Clearly, in order to do anything proactive we must face reality. We have to see what is actually happening to our families, communities, countries and world. Therefore, during stressful times like these, it is important that we develop the capacity to notice what is occurring internally as well as in our relationships with each other. As individuals, we must learn how to be aware of the different aspect of our internal experience, for example, noticing our patterns of thought, emotions, sensations in our body, and levels of nervous system arousal. Dr. Daniel Siegel (2010; 2012b), has articulated three capacities that facilitate this process: observation, objectivity (i.e. without judgement), and openness (heart and mind).
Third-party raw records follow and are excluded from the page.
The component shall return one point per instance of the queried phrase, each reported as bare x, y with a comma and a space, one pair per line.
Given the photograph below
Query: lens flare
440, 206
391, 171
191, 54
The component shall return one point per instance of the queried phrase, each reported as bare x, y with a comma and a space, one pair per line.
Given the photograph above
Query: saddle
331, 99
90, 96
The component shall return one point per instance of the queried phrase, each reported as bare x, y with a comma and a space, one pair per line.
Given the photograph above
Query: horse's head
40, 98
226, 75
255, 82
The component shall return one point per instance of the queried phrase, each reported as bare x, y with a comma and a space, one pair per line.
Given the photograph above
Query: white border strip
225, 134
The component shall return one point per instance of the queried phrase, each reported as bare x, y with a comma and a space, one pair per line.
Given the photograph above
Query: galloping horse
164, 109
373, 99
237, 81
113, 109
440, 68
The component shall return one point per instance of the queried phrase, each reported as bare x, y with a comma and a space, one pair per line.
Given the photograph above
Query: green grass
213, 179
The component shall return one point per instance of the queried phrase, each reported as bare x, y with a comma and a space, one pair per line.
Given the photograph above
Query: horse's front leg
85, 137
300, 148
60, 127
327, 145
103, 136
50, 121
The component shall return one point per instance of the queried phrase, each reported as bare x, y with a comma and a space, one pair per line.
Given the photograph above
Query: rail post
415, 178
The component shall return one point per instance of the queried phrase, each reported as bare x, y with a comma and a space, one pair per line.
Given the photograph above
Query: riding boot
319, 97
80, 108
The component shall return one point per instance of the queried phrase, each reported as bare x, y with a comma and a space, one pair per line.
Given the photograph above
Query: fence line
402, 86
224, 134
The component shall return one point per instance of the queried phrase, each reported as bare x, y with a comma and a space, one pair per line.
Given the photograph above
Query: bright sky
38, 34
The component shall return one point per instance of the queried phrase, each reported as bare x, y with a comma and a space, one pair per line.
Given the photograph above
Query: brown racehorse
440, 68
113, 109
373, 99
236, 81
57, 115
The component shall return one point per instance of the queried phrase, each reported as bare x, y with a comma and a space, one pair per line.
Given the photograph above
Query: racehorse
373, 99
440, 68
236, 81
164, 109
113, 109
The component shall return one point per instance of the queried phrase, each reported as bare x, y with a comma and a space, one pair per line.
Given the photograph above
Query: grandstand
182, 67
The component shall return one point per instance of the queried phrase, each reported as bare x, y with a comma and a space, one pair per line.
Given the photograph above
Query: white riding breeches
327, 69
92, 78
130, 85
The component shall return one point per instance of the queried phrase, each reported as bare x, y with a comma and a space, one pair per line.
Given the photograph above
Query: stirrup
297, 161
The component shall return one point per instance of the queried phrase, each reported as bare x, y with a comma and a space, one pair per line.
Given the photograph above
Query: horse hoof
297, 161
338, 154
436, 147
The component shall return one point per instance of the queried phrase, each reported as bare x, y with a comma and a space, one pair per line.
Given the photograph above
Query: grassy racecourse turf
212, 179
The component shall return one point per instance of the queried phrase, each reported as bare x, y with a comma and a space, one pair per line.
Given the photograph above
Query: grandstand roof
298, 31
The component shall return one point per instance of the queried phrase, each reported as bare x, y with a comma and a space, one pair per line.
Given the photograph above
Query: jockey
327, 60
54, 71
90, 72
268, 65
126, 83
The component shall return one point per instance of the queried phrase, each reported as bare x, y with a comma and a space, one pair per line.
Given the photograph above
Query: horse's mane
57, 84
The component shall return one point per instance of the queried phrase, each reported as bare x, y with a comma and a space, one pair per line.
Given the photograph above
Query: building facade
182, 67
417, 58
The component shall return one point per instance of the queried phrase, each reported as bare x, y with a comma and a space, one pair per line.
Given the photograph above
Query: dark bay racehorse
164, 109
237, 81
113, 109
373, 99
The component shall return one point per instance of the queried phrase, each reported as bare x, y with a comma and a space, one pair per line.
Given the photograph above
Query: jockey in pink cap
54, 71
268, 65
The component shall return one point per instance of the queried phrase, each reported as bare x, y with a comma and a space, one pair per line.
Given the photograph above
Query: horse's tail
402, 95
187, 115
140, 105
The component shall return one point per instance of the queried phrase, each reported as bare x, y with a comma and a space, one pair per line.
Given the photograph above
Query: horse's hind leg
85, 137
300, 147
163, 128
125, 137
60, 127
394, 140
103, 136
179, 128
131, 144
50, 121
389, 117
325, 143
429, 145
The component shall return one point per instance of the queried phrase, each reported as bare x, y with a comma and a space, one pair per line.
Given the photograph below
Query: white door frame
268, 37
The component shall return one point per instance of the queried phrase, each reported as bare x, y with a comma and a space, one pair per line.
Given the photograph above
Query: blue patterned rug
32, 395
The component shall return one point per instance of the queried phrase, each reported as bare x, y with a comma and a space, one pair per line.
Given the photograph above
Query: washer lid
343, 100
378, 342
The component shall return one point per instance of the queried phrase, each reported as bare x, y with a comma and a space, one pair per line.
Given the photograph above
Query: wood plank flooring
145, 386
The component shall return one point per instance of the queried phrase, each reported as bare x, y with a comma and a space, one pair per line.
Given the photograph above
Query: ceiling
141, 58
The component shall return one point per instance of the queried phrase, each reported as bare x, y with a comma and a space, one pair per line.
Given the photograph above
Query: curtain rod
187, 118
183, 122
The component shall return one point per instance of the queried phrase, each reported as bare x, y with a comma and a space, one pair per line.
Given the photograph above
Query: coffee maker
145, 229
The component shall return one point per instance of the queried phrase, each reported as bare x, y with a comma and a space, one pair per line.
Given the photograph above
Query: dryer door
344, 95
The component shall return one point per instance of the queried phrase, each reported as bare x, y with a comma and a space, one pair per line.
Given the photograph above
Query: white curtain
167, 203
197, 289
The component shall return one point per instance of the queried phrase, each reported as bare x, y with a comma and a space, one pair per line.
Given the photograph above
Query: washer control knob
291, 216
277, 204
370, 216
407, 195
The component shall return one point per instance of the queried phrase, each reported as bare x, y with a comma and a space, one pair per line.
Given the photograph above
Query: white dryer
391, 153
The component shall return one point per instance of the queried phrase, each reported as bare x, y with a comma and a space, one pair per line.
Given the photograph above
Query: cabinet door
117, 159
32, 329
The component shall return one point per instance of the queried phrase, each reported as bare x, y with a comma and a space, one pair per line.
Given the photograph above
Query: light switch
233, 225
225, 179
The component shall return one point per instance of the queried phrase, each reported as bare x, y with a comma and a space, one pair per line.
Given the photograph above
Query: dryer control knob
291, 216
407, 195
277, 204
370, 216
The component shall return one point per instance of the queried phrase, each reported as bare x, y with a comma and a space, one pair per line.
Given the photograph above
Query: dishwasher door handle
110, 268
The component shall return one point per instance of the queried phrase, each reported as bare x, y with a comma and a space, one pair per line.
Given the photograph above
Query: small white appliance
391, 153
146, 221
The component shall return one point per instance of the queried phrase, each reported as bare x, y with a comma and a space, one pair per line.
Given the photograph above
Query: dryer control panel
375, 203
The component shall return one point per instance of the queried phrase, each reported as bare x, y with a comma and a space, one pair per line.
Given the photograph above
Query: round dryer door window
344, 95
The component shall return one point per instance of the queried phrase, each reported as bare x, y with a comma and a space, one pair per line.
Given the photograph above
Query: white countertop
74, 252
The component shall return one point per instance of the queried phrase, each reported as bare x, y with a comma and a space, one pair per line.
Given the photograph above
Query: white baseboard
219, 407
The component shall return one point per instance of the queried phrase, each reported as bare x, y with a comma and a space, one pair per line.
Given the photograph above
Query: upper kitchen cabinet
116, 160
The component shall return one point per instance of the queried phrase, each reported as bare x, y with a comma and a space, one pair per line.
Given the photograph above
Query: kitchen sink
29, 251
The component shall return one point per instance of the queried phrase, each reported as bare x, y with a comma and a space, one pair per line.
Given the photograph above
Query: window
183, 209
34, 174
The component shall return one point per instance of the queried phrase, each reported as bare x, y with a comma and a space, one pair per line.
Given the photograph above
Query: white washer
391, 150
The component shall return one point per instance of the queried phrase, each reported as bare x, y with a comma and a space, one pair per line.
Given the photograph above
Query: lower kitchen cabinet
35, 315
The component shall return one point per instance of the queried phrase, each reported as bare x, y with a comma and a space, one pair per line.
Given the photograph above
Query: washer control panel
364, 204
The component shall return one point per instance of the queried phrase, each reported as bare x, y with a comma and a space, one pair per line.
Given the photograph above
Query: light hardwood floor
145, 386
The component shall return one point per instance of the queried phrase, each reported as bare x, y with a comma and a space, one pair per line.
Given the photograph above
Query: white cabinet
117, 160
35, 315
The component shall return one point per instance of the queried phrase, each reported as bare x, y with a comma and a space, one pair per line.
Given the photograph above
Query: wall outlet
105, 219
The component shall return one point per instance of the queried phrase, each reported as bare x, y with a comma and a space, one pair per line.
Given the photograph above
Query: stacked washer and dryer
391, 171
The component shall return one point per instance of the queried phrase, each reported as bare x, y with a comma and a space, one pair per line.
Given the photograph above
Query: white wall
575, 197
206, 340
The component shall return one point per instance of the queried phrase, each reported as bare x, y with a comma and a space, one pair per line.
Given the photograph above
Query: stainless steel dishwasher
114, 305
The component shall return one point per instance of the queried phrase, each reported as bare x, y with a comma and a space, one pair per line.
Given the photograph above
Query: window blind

Similarly, in our relationships we can develop the ability to listen deeply and observe the unfolding dynamics between us.  This facilitates us becoming aware of when/how we are honouring our differences and finding ways to connect across them (Jordan, Kaplan, Baker Miller, Stiver, & Surrey, 1991; Siegel, 2012a).

Developing the capacity for deep awareness is important because we cannot change what we are not aware of. At the same time, we cannot take our responses at face value; our thoughts, feelings, and behaviours are informed by a complex mix of biology (i.e. temperament, gene expression, presence of disease, fatigue, hunger, etc.), memory (i.e. explicit and implicit), the state we are in, beliefs we hold, and so on. Left unnoticed, these influencing factors continue to impact our perceptions and behaviours having us to believe what we see as truth. Therefore, if we are to find a way through the complexity of life we best do so consciously.
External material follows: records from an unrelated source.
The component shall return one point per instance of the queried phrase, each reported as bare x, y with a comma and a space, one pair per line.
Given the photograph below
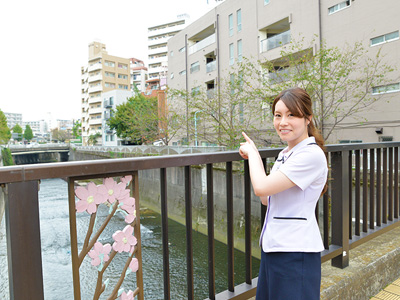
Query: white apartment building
158, 37
110, 101
205, 51
138, 74
103, 73
13, 119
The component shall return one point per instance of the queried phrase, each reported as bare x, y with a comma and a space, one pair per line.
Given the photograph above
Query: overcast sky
44, 44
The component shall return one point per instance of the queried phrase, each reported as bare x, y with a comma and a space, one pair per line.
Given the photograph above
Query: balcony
94, 78
94, 89
94, 67
211, 66
275, 41
202, 44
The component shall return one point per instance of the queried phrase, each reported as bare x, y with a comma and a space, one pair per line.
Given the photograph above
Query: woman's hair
299, 104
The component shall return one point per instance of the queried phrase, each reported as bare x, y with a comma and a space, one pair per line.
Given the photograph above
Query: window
385, 38
337, 7
108, 63
230, 20
239, 45
383, 89
195, 67
239, 20
231, 53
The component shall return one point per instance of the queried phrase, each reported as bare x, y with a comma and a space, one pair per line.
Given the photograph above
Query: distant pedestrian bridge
39, 153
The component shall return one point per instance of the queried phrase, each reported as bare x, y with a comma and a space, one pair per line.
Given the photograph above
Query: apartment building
103, 73
138, 74
158, 37
206, 51
13, 119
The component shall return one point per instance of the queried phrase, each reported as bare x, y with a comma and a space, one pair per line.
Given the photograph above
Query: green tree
136, 120
28, 134
5, 133
18, 129
339, 80
92, 139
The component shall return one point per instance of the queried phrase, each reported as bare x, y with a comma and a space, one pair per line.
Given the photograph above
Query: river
56, 257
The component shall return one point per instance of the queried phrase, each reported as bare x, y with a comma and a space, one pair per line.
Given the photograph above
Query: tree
339, 80
5, 133
60, 135
18, 129
92, 139
28, 134
136, 120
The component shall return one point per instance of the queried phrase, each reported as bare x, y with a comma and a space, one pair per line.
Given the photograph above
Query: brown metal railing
359, 193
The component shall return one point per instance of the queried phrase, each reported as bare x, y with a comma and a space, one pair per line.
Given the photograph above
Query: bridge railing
362, 202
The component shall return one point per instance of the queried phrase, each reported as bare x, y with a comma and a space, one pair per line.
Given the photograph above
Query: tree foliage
28, 134
5, 133
339, 80
136, 120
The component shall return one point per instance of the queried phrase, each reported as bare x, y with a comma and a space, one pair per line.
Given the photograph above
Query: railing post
340, 204
23, 241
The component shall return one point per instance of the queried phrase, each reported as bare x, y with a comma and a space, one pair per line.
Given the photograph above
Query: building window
108, 63
231, 54
195, 67
383, 89
230, 19
239, 45
239, 20
337, 7
385, 38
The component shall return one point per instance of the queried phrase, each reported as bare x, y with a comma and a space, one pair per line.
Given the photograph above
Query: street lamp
195, 127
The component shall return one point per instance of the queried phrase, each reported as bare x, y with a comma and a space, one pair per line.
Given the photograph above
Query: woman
291, 243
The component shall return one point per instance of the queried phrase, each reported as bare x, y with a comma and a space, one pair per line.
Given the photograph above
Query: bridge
351, 215
39, 153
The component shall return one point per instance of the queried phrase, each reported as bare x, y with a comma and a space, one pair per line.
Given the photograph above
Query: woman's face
290, 129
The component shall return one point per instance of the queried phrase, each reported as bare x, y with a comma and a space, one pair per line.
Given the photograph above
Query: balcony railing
202, 44
349, 214
211, 66
275, 41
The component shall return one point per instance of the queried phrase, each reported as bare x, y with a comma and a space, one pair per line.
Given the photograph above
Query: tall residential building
259, 29
13, 119
138, 74
158, 37
103, 73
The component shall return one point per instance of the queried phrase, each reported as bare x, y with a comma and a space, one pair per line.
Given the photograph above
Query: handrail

Then, each of the aspects of our experience outlined, provide potential entry points into our reactions and responses. For example, we might notice that in response to overwhelming feelings of fear that we shut down with the accompanying thought: “There is nothing I can do about it so why bother” or, “I’m so angry that I need to _____(fill in the blank)!!” Another person might notice fear recognizing that their nervous system is running high. When this happens their body’s muscles tighten and they have an urge to engage in behaviours that have them escaping reality, if even for a short while. When we move into high arousal (sympathetic nervous system) or low arousal (parasympathetic nervous system) reactions, we loose our capacity to respond with the whole of our being. Therefore, we must learn now to intervene with these states, once we develop the capacity to notice what is happening inside us.

As stated, it is hard to be aware when activation is either very high or shut down. When this occurs, we need to bring either calm to our system, or increased presence and aliveness, respectively. There are many avenues into the nervous system, however the easiest and most accessible way into our nervous systems is our breath. Taking a deep, belly breath – especially one where the exhalation is elongated so that it is slowed down to a peaceful and easeful release of air – activates the body’s relaxation response.   You can do this practice daily, sitting or laying down for a few moments.  However, his can be practices anywhere at anytime. While this simple practice won’t resolve any of the challenging situations I have spoken about, it will support your brain and body to be more capable to face challenges.

References

Jordan, J., Kaplan, A., Baker Miller, J., Stiver, I., & Surrey, J. (1991). Women’s growth in connection: Writings from the stone center. New York: Guilford Press.

Siegel, D. (2010). Mindsight: The new science of personal transformation (1st ed.). New York: Bantam Books.

Siegel, D. (2012a). The developing mind: How relationships and the brain interact to shape who we are (2nd ed.). New York: Guilford Press.

Siegel, D. (2012b). Pocket guide to interpersonal neurobiology: An integrative handbook of the mind. New York, NY: WW Norton & Company, Inc.